It was originally a chapel of ease – a church building other than the parish church, built within the bounds of a parish for the attendance of those who cannot reach the parish church conveniently, generally within a sparsely populated larger parish. It served (and of course still serves) the residents of Cartmel Fell in 1504 as an alternative to travelling to Cartmel Priory each Sunday.

The boxed pew on the North side is known as the Cowmire Hall pew and is thought to have been made from the chancel screen in 1571. The box pews on the South side also date from the 17th Century. (Cowmire Hall itself about a mile Northeast of here, and is a large house based on an early 16th Century pele tower). The three decker pulpit of 1698 is a rarity. The lower deck is where the clerk sat, the middle was for the reader and the top was where the sermon was, and still is, preached. According to Wikipedia, this is the only church in the north of England dedicated to St Anthony.

The majority of the stained glass at the altar is 15th Century, and it is thought that it came from Cartmel Priory.

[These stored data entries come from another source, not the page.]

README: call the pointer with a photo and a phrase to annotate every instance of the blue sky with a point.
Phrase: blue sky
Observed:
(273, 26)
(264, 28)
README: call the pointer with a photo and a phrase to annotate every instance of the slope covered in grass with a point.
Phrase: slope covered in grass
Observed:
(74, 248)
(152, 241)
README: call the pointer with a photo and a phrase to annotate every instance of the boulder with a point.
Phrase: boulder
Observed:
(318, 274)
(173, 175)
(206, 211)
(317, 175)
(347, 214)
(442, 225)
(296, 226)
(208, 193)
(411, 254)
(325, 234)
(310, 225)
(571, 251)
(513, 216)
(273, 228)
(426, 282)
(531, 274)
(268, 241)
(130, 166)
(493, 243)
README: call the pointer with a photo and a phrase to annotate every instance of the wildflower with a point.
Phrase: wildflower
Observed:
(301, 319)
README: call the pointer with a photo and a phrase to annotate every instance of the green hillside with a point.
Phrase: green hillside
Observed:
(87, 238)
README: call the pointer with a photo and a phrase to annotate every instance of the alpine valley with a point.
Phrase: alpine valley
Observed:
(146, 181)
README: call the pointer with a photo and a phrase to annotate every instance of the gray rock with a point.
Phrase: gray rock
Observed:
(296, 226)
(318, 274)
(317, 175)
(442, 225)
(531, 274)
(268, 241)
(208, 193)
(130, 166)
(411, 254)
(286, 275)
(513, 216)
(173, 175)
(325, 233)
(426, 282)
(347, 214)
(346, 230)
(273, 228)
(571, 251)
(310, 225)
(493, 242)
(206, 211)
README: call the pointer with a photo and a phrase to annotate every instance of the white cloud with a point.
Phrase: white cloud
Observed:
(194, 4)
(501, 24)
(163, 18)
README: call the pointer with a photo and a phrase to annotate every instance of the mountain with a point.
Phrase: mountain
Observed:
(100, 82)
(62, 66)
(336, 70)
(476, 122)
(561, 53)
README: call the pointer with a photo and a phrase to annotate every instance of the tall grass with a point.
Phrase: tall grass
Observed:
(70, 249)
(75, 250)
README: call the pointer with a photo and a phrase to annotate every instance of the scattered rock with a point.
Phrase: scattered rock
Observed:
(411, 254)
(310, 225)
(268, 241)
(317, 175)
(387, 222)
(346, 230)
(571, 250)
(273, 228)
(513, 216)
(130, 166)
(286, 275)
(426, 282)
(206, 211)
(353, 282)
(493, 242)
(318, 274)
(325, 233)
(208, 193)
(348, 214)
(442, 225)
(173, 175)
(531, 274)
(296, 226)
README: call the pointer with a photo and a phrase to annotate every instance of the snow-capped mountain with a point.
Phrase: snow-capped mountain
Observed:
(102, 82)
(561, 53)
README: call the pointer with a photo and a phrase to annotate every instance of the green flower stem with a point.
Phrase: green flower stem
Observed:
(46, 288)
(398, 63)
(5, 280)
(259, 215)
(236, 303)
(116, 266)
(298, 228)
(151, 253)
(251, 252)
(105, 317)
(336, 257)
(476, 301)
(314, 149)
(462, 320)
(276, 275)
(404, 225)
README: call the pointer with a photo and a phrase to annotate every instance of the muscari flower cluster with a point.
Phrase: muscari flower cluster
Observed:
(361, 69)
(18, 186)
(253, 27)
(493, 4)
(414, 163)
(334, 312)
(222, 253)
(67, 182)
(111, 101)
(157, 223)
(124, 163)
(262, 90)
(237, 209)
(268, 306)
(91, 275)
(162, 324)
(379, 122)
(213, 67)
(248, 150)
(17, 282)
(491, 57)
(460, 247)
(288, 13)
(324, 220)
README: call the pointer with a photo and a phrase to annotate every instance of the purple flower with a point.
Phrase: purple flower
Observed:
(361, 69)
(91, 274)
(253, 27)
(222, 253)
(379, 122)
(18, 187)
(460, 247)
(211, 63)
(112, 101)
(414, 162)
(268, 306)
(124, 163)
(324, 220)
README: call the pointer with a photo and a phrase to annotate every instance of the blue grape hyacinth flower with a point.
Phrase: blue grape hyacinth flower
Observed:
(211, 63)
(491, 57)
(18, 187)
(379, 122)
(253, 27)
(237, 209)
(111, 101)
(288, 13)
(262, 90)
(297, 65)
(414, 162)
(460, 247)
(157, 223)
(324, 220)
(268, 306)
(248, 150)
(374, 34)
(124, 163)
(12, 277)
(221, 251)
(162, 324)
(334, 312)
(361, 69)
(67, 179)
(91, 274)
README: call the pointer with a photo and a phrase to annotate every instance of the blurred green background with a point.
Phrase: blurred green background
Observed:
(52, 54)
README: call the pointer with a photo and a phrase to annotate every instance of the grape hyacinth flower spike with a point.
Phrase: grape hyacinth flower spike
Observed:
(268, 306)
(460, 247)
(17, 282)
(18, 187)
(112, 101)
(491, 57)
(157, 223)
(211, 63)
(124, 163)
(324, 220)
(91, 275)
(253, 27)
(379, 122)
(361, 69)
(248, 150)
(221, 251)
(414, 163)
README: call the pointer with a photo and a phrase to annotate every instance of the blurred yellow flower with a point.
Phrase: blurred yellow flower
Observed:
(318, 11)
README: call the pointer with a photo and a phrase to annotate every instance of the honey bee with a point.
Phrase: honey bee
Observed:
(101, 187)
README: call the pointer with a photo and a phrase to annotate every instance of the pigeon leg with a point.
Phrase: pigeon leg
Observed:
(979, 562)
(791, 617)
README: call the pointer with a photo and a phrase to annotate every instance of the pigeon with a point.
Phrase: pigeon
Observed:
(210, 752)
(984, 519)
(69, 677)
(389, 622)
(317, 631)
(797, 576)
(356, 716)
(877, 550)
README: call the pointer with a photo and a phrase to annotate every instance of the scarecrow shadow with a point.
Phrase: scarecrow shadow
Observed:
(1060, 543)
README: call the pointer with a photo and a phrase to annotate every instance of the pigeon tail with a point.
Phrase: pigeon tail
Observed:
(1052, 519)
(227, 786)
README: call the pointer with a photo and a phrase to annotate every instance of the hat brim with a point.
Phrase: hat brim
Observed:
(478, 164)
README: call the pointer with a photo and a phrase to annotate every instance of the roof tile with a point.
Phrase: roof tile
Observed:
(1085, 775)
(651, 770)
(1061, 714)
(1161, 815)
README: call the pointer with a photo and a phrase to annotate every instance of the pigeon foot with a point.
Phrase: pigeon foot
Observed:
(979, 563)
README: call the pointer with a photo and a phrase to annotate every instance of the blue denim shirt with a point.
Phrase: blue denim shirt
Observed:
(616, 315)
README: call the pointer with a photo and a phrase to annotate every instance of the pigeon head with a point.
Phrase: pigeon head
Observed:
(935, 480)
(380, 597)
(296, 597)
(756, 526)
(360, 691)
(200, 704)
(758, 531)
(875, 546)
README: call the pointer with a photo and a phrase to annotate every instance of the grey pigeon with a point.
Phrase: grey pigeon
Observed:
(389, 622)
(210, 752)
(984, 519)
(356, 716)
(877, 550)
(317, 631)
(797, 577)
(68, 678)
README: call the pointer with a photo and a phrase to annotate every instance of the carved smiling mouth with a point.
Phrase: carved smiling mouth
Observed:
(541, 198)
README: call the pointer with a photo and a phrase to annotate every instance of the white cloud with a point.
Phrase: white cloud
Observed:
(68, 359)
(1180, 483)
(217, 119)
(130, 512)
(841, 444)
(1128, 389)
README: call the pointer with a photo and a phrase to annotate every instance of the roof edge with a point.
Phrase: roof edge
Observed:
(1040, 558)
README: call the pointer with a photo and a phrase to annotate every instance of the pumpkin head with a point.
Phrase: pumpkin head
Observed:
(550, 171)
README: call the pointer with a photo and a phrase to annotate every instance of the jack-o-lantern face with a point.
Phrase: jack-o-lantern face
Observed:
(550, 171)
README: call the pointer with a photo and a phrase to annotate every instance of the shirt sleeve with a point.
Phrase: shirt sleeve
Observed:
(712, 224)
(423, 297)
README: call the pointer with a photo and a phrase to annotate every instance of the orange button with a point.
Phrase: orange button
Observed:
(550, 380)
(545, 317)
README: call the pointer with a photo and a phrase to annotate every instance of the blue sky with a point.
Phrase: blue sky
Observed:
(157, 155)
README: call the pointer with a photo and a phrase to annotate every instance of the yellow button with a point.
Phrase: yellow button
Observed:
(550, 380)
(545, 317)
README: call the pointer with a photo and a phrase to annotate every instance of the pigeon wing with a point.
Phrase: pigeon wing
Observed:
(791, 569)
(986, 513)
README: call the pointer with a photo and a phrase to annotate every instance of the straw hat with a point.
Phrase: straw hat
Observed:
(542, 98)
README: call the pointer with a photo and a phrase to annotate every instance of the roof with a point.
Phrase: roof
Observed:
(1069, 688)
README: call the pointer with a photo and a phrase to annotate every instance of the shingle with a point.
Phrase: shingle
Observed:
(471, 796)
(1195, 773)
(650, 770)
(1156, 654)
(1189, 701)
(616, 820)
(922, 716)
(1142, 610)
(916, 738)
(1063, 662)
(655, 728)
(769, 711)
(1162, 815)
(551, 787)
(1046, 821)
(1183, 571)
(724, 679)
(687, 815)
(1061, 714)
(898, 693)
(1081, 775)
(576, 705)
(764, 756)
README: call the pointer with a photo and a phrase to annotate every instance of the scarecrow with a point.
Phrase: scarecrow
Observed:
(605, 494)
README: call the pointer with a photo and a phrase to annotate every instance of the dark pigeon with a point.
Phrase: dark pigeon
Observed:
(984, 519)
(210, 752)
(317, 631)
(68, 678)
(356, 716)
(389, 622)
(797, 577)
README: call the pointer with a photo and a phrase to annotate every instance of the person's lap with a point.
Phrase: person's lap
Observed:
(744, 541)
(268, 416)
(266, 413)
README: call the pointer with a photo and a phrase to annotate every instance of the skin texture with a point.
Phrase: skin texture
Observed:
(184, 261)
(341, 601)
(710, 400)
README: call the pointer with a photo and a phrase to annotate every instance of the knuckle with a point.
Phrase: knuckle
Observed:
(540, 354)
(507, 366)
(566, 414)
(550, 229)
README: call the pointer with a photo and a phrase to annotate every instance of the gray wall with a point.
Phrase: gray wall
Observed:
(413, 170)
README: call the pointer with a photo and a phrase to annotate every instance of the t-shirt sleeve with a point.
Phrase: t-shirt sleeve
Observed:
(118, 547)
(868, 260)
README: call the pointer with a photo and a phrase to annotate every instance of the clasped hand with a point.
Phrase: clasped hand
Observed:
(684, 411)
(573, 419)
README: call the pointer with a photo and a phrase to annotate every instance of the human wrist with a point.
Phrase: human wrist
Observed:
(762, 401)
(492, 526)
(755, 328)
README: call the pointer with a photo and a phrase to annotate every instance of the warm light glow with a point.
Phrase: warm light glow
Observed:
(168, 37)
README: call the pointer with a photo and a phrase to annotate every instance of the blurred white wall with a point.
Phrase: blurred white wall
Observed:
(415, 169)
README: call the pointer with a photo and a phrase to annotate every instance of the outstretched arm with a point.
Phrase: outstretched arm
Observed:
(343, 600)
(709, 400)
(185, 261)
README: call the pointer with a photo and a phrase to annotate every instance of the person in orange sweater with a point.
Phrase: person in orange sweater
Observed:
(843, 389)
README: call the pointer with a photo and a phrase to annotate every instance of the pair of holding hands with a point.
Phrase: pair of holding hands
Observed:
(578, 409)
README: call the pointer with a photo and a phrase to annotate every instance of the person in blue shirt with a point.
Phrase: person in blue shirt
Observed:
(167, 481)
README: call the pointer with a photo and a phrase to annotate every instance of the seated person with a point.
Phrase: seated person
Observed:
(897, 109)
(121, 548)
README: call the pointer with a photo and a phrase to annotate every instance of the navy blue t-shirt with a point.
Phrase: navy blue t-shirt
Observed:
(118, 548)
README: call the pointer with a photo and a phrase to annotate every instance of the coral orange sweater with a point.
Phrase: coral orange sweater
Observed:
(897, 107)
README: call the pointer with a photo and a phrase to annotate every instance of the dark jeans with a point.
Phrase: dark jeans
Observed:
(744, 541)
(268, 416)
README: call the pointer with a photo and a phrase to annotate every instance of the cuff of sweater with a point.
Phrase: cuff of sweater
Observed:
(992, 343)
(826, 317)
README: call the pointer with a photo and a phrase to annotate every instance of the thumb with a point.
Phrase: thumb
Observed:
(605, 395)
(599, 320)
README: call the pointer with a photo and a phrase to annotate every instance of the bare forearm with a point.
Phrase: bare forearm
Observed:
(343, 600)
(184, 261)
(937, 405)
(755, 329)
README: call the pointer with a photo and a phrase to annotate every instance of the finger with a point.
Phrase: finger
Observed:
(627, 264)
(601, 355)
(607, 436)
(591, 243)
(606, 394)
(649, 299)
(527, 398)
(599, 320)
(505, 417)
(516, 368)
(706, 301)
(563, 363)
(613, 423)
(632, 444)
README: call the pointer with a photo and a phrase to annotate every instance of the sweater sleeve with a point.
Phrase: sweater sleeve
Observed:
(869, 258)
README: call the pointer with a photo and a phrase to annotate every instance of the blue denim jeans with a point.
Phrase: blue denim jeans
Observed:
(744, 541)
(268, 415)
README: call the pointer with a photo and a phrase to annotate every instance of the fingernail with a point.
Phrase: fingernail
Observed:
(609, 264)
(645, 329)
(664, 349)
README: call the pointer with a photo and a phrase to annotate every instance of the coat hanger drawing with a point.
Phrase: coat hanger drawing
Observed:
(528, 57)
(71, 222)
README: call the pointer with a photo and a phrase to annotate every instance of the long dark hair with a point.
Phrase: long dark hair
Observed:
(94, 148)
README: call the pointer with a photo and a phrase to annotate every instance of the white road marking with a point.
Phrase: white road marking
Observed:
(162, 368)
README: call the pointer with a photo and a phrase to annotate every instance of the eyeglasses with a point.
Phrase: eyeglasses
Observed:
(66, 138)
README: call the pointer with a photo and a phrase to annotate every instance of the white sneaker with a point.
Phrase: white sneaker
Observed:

The East window shows Christ, St Anthony, St Leonard and small groups of the Seven Sacraments linked by streams of blood from the wounds of the crucified Lord.

As we leave the church and head up toward the Lychgate, we pass a war memorial that remembers thirteen local men lost in the two world wars, and then arrive at the village hall – once the schoolhouse. An interesting ceramic frieze and an interpretation board are worth taking the time to read before we head South away from the church and down to a small road.

If you visit the church, please repay their hospitality by leaving a donation, and to visit their website – click here

We cross the road and continue in the same direction on the far side, heading through woodland until we arrive at a minor road where we head left for a while. We follow this road down to a staggered crossroads. The road we are crossing is the larger of the two and we need to make sure we carry straight on, on the smaller track ahead.

We follow the path south through the woods, cross Spannel Beck at a small wooden bridge, then walk behind the house at Little Thorphinsty. The path branches here and we need to make sure we keep left – so that we remain on a southerly course through more woodland until we arrive at a road next to a large barn. We head right here and walk uphill past Thorphinsty Hall. This grade II listed building dates back to at least 1708 (there is a dated lintel) but parts of it are probably older, with much remodelling – as indicated by the eclectic collection of window styles.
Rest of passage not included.